Pourquoi diable Carin voulait absolument contacter la chancelière, elle n'en savait strictement rien. Mais dès qu'elle la voyait à la télévision, entendait sa voix à la radio, voyait sa photo dans un journal, son cœur faisait comme un bond prodigieux. Ström captivait la jeune professeur, qui faisait étudier ses discours en cours. Les collégiens n'avaient peut-être rien à faire de la chancelière, et le Lien leur passait par dessus la tête parfois, mais la fermeté de leur androgyne de prof les intéressait. Elle n'était pas spécialement cruelle ou sympathique comme enseignant, juste ce qu'il faut. Ses cours endormaient parfois, comme ceux de n'importe quel professeur, les notes qu'elle donnaient attiraient peut-être de la haine contre elle, comme n'importe quel professeur, mais il y avait bien quelques uns, dans ce tas de moutons, pour s'apercevoir de la vivacité intérieure de l'adulte.
Elle avait tout donné pour se rendre à ce discours, tout, et avait été une des premières à l'applaudir, quitte à paraître pour une fanatique. Mais là, en tendant la main, elle s'était sentie parcourue d'un doute. Ström n'avait aucune obligation de lui répondre. Elle lui avait adressé un sourire poli, comme elle ferait en serrant la main d'un journaliste quelconque, et Carin croyait tout perdu.

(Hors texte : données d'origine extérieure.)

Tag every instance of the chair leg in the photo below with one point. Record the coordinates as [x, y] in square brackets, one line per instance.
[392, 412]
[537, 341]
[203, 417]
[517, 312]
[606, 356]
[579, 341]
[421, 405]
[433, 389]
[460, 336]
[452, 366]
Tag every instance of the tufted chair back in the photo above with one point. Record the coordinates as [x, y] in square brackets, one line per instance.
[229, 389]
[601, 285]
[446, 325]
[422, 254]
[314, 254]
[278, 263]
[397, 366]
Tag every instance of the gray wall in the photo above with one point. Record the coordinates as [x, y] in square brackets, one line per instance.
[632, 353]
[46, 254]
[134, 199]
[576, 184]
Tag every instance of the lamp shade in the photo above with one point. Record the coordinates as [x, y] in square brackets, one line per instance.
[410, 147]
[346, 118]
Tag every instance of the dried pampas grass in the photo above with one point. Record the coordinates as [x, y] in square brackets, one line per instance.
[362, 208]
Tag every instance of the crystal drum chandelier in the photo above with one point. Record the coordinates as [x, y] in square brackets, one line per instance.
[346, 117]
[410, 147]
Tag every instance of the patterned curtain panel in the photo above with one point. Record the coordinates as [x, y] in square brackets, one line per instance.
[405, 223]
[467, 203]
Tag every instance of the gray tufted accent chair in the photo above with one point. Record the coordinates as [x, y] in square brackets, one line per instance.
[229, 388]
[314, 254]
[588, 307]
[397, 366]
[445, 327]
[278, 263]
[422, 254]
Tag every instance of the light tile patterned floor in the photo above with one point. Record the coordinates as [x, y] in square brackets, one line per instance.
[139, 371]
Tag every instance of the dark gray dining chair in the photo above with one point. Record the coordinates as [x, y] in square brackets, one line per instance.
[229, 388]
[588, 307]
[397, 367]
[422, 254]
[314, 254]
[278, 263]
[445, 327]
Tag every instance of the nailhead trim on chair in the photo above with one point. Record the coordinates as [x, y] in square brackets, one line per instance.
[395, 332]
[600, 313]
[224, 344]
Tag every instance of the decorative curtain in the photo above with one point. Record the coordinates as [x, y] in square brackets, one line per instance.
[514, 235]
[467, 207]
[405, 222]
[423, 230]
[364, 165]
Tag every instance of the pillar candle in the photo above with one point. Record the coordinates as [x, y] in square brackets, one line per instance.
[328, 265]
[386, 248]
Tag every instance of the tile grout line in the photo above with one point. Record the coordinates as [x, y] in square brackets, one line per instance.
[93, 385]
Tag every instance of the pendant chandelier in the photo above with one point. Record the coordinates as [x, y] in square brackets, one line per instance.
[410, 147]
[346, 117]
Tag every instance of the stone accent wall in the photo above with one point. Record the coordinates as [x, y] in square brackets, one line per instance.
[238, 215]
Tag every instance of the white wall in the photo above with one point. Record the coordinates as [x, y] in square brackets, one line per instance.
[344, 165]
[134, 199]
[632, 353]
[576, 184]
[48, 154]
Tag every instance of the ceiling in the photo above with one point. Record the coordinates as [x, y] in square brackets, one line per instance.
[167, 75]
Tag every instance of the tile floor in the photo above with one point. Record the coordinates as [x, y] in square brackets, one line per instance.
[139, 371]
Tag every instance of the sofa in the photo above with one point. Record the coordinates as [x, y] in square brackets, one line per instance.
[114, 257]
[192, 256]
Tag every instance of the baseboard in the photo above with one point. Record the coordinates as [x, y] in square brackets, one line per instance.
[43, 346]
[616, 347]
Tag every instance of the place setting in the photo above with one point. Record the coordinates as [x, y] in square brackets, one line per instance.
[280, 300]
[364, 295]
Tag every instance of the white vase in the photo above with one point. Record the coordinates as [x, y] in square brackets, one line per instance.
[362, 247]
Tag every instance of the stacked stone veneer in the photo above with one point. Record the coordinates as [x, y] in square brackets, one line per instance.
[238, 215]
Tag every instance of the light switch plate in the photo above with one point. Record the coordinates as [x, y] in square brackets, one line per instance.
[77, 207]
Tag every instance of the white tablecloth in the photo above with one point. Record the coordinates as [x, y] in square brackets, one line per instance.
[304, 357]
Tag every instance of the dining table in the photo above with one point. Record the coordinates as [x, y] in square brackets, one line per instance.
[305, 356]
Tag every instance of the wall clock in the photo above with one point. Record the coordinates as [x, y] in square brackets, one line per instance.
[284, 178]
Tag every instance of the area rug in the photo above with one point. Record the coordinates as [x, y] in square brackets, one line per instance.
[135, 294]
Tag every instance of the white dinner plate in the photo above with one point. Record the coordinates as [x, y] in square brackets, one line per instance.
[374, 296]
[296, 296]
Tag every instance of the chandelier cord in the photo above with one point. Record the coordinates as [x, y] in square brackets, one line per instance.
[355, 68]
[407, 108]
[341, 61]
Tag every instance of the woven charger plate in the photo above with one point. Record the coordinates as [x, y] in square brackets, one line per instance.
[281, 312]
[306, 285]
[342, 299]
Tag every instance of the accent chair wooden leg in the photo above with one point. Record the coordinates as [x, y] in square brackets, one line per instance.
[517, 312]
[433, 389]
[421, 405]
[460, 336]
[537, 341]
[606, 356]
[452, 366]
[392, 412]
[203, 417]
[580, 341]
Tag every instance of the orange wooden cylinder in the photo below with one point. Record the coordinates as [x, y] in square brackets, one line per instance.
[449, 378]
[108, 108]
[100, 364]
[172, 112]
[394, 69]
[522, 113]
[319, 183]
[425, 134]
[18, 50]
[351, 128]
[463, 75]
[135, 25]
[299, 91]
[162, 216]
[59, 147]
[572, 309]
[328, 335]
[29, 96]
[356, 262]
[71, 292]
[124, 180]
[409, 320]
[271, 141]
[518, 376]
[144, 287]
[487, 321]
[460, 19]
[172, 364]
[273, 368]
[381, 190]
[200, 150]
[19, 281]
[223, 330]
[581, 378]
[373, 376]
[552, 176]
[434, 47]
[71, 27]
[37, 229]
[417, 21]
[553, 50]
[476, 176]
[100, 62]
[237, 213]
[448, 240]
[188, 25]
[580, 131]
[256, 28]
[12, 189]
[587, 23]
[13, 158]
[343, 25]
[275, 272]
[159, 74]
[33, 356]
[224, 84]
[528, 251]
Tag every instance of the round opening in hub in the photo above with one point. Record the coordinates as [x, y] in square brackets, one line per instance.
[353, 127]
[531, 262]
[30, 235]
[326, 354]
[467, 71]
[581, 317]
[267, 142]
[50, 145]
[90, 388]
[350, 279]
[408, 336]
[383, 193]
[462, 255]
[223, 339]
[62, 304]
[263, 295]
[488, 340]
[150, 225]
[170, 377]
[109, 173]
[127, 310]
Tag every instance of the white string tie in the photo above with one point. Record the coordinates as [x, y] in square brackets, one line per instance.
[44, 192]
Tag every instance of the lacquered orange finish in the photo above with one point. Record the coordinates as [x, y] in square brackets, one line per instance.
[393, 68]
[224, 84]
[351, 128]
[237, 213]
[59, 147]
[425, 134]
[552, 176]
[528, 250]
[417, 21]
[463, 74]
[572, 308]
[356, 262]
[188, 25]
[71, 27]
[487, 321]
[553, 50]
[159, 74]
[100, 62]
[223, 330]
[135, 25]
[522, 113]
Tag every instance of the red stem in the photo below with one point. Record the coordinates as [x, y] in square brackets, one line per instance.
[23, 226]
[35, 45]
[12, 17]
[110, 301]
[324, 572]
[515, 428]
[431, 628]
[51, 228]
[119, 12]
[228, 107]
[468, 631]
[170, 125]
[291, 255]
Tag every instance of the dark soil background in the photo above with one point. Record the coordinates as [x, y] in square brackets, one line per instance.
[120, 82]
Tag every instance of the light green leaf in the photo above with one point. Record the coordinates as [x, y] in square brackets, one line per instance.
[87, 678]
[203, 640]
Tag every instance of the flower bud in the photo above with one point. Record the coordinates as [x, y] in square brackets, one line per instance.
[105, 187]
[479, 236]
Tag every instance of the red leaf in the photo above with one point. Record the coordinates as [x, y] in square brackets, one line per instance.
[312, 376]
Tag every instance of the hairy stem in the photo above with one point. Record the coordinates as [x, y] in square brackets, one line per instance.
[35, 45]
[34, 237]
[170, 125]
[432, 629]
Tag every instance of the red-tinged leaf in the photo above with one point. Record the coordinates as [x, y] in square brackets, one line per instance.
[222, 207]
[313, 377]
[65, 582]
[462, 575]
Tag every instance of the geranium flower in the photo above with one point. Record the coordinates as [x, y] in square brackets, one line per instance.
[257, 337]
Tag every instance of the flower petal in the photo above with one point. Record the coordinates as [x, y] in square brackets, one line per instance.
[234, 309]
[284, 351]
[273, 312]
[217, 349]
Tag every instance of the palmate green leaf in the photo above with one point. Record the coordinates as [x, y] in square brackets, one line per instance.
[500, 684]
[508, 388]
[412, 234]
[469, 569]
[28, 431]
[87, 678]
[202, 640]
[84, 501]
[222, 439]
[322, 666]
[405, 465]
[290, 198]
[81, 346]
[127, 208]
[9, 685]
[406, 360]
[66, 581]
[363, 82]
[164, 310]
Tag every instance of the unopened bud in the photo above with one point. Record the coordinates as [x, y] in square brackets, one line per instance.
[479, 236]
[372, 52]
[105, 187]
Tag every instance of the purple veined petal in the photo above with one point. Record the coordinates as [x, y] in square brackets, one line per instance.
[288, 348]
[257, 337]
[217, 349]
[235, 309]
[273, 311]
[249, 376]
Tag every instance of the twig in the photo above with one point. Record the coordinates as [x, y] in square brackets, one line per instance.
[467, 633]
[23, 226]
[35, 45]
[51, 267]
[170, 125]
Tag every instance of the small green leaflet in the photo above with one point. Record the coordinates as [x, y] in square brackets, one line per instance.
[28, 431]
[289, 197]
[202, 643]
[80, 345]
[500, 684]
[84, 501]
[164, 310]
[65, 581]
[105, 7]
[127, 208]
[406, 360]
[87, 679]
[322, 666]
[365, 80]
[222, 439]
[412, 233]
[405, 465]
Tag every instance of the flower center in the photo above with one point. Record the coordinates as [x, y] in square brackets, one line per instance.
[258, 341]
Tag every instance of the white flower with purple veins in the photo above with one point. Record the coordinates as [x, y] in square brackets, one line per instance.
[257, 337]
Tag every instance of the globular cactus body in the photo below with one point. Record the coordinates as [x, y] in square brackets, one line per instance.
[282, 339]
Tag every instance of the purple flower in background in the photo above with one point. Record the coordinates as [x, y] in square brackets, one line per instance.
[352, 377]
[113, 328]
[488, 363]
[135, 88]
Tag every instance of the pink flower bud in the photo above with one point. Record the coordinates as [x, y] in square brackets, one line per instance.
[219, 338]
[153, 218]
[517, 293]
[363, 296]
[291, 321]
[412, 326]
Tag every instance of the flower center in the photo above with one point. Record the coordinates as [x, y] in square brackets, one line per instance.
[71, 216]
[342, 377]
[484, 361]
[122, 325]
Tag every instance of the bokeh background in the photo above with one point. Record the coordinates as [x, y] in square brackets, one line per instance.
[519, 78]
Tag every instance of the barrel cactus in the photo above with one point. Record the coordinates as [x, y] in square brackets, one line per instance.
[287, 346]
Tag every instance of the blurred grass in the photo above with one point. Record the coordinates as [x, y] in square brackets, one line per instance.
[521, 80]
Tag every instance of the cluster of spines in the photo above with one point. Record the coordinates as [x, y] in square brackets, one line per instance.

Frederic lui avait appris à quel point les différentes gens peuvent s'assembler et se soutenir mutuellement, et Carin essayait de transmettre cette doctrine à ses élèves, qui l'ignoraient comme n'importe quel adolescent.
Et pourtant, ces soirs où Kristina et Carin cuisinaient un énième fondant au chocolat en mourant de rire, sur le point de détruire la cuisine, elle s'imaginait bien à quel point on peut tout faire si on est persévère bien. (ça fait morale à la shônen, non ?)
La grande jeune adulte aux cheveux courts n'est pas spécialement hypocrite, juste sait montrer ses limites. Et si ses élèves ne la reconnaîtraient pas en soirée (échanger une chemise contre un haut déchiré peut bien métamorphoser parfois), elle-même ne les traiterait pas différemment. Enfin, elle resterait dans son comportement encore adolescent et juvénile, et leur dirait d'entrer dans la ronde. Quand elle était collégienne, on la trouvait trop adulte, et maintenant qu'on la connaît adulte, on lui reproche d'être trop adolescente. Jamais de juste mesure, juste de l'insolence.
HS : je n'ai pas trouvé la partie absence huh honte à moi mais je signale que je serai absente pour 3 semaines à partir de demain. J'ai speedé parce que voir Sarah, ça donne du courage, et je jure aussi qu'un jour je dessinerai une Pure aux jolis seins /vasefairesortir.
Et je comprendrai s'il faut que j'étoffe les descriptions (inexistantes huhu).